Benchmark Methodology
Our goal is to produce fair, reproducible, and meaningful benchmark results. This page documents our methodology in detail so anyone can understand, critique, and reproduce our tests.
Principles
- Reproducibility First - Every benchmark can be reproduced using our open-source tooling and documented configurations. We publish all scripts, configurations, and raw data.
- Two Configuration Modes - Each database is tested with default configurations first, and optimized configurations second, so users can see both out-of-box and tuned performance.
- Apples-to-Apples Comparison - We test on identical hardware configurations and measure the same metrics across all systems.
- Statistical Rigor - We run multiple iterations, report percentiles (p50, p95, p99), and document variance to ensure results are statistically meaningful.
Configuration Modes
Defaults
The "Defaults" configuration tests databases with minimal changes from their out-of-box settings:
- Install the database using standard package manager or official Docker image
- Only change settings required for the benchmark to run (connection limits, authentication)
- No performance tuning applied
- Durability settings left at defaults
This answers: "What do I get without any tuning?"
Optimized (Coming Soon)
Optimized configurations are coming soon. We're working with database communities to develop fair, well-tuned configurations.
The "Optimized" configuration will test databases with tuned settings:
- Memory allocation tuned for hardware (buffer pools, caches)
- I/O settings optimized for NVMe storage
- Connection handling tuned for benchmark concurrency
- Configurations reviewed by database maintainers or community experts
This will answer: "What's the performance ceiling with proper tuning?"
Database Benchmarks
Database benchmarks test self-hosted database engines to measure the raw performance of the database engine itself.
Current: GitHub-Hosted Runners
Benchmarks currently run on GitHub-hosted runners (ubuntu-latest):
| Component | Specification |
|---|---|
| Machine | GitHub-hosted runner |
| CPU | 4 cores |
| Memory | 16 GB |
| Storage | SSD |
GitHub-hosted runners have limited resources. Results are useful for relative comparisons but not indicative of production performance.
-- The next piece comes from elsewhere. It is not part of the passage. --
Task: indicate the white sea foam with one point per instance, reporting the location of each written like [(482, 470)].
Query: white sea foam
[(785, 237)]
Coming Soon: Dedicated Infrastructure
We're setting up a self-hosted GitHub Actions runner on dedicated AWS infrastructure in us-east-1 for more realistic benchmarks.
Future benchmarks will run on:
| Component | Specification |
|---|---|
| Machine | AWS EC2 (dedicated instance) |
| CPU | 16 cores |
| Memory | 128 GB |
| Storage | 1 TB NVMe SSD (direct-attached) |
| Region | us-east-1 |
Test Procedure
1. Environment Setup
# Fresh environment via GitHub Actions
# Install database with documented version
# Apply configuration (defaults or optimized)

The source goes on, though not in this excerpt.